血液/ガス分配係数(けつえきがすぶんぱいけいすう、英: Blood–gas partition coefficient)とは、薬理学において、吸入麻酔薬の血液への溶解度を表す用語である。別名、血液/ガス・オストワルド係数(英: Ostwald coefficient for blood–gas)。ヘンリーの法則によると、血液中の濃度と、その血液と接触しているガス中の濃度の比は、両区画の分圧が等しい場合、十分に低い濃度ではほぼ一定である。分配係数はこの比として定義されるため、単位はない。血液中の麻酔薬の濃度には、血漿中に溶解していない部分と溶解している部分(血漿タンパク質と結合している)がある。吸入した麻酔薬の血液中への溶解度が空気中に比べて高いほど、血液中の血漿タンパク質との結合度が高くなり、血液ガス分配係数が高くなる。
この係数は麻酔の導入速度に反比例する。ここでいう導入速度とは、麻酔薬により入眠に至る速さである。血液/ガス分配係数が高いほど、麻酔導入速度は遅くなる。
新しい麻酔薬(デスフルランなど)は、一般的に古い麻酔薬(ジエチルエーテルなど)よりも血液ガス分配係数が小さい。このため、麻酔の効果発現が速く、麻酔薬の投与を停止すると麻酔からの覚醒も速く、臨床の状況ではこの方が望ましい場合がある。血液/ガス分配手数係数が高い場合、その作用部位である脳(脂質に富む組織)に到達させるために、大量の麻酔薬が体内の血液に取り込まれなければならない。
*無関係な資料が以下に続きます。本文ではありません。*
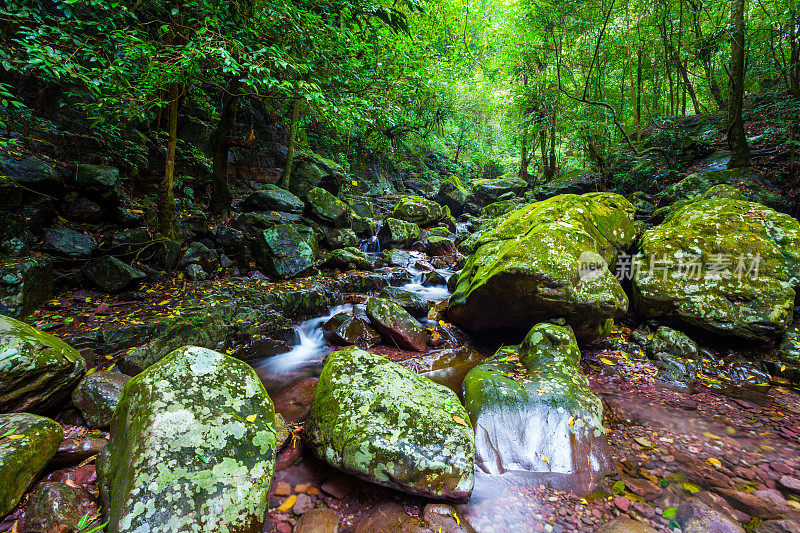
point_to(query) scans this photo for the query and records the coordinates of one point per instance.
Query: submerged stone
(533, 410)
(37, 370)
(192, 448)
(23, 457)
(547, 260)
(385, 424)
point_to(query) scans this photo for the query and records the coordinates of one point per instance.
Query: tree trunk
(287, 169)
(221, 193)
(166, 211)
(737, 141)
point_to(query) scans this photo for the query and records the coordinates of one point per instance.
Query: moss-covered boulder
(704, 261)
(37, 370)
(395, 325)
(533, 264)
(385, 424)
(97, 395)
(533, 410)
(284, 252)
(27, 445)
(192, 447)
(453, 194)
(397, 233)
(326, 208)
(418, 210)
(349, 258)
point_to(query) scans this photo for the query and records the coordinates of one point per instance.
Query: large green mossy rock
(192, 448)
(383, 423)
(37, 370)
(397, 233)
(418, 210)
(530, 265)
(284, 252)
(533, 410)
(34, 442)
(716, 234)
(326, 208)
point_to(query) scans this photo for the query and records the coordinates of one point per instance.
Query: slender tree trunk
(221, 193)
(166, 211)
(287, 169)
(737, 141)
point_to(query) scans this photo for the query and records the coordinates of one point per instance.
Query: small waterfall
(372, 245)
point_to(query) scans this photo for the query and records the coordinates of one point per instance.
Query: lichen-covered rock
(383, 423)
(56, 506)
(530, 265)
(284, 252)
(723, 239)
(110, 274)
(347, 258)
(533, 410)
(192, 448)
(22, 458)
(453, 194)
(396, 325)
(396, 232)
(97, 395)
(346, 330)
(25, 284)
(418, 210)
(270, 197)
(37, 370)
(326, 208)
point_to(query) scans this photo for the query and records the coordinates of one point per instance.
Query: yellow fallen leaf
(287, 503)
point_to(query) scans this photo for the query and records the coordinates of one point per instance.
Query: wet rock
(547, 260)
(55, 506)
(395, 325)
(192, 447)
(319, 520)
(696, 517)
(283, 252)
(347, 259)
(383, 423)
(418, 210)
(721, 302)
(443, 518)
(453, 194)
(346, 330)
(111, 275)
(410, 301)
(624, 524)
(23, 458)
(533, 410)
(326, 208)
(25, 284)
(99, 182)
(72, 452)
(69, 243)
(37, 370)
(397, 233)
(97, 395)
(438, 246)
(270, 197)
(340, 238)
(389, 517)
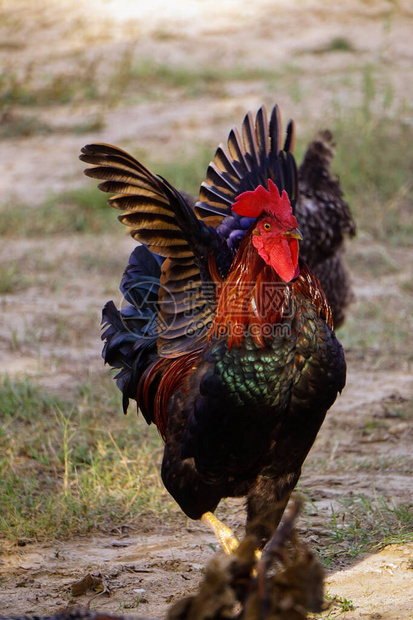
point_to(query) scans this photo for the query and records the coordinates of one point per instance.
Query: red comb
(253, 203)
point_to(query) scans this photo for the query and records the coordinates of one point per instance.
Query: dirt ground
(157, 565)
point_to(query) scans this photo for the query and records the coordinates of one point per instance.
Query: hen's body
(235, 366)
(325, 221)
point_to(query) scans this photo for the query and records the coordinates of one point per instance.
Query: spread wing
(249, 160)
(159, 217)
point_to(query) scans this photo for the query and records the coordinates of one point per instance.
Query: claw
(225, 536)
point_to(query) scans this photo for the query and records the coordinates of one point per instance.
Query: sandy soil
(156, 565)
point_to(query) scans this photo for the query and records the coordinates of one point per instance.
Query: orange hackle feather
(242, 304)
(173, 378)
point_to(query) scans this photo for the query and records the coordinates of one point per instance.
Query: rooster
(226, 339)
(324, 219)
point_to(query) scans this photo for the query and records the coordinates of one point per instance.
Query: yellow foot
(225, 536)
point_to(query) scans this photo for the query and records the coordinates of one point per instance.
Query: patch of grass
(374, 160)
(363, 524)
(82, 210)
(12, 279)
(22, 126)
(30, 89)
(186, 173)
(378, 330)
(85, 210)
(337, 44)
(341, 602)
(75, 466)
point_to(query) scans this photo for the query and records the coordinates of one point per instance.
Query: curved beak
(293, 234)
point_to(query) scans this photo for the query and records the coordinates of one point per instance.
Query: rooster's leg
(225, 536)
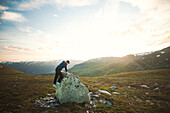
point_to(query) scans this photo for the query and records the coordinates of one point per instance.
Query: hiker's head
(68, 62)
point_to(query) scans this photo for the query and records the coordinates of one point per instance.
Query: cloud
(12, 16)
(17, 49)
(3, 8)
(35, 4)
(25, 29)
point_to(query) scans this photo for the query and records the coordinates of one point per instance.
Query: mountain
(37, 67)
(111, 65)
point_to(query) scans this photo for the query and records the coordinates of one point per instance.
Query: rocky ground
(145, 91)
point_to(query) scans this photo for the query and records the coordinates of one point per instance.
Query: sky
(41, 30)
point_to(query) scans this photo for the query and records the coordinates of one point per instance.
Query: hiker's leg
(56, 76)
(61, 77)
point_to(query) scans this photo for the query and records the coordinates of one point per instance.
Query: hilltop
(111, 65)
(37, 67)
(140, 91)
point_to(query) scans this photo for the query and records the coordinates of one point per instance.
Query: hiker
(58, 69)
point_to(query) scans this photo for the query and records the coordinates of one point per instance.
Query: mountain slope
(111, 65)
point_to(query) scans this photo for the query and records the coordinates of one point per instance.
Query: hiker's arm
(66, 68)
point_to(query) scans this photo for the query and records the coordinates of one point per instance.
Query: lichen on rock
(72, 90)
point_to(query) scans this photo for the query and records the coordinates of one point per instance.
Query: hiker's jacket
(62, 65)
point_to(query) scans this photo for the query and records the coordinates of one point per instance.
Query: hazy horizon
(43, 30)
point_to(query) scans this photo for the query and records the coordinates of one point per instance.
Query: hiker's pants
(58, 73)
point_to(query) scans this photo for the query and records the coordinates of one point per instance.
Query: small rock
(148, 101)
(93, 86)
(145, 86)
(157, 89)
(113, 87)
(96, 96)
(116, 93)
(106, 102)
(104, 91)
(49, 94)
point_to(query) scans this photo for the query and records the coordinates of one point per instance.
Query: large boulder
(72, 90)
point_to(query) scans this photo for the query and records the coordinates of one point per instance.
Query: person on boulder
(58, 69)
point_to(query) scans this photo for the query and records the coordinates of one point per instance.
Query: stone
(113, 87)
(72, 90)
(106, 102)
(104, 91)
(96, 96)
(157, 89)
(116, 93)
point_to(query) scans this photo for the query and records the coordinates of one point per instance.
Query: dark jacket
(62, 65)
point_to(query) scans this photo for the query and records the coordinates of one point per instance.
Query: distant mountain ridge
(4, 70)
(111, 65)
(37, 67)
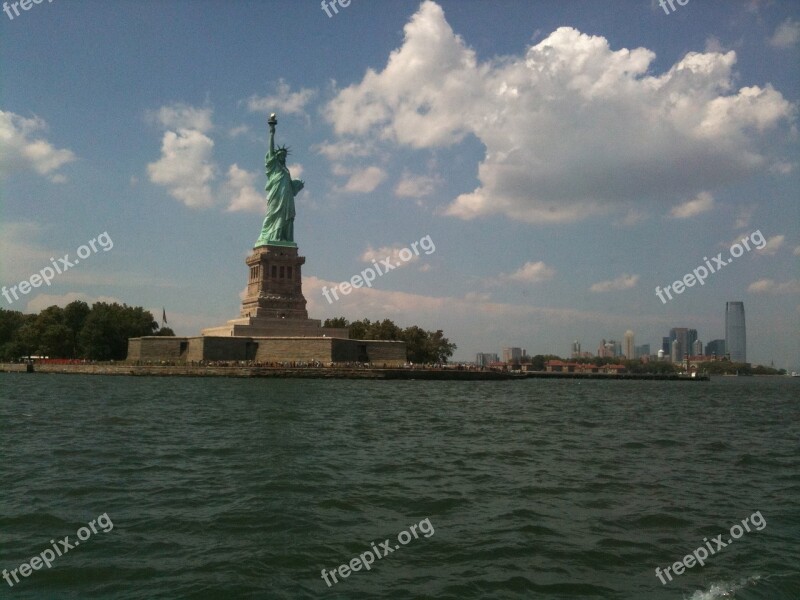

最小肺胞濃度(Minimum alveolar concentration: MAC)は、痛みを伴う(外科的)刺激を受ける被験者の半数において体動を妨げる麻酔ガスの肺胞濃度と定義される。つまるところ、麻酔効果を生じるのに必要な呼気ガス濃度であり、麻酔ガスの効力と逆相関の関係にある。
麻酔薬の効力は、脂質の溶解度とも関連しており、油/ガス分配係数で表される。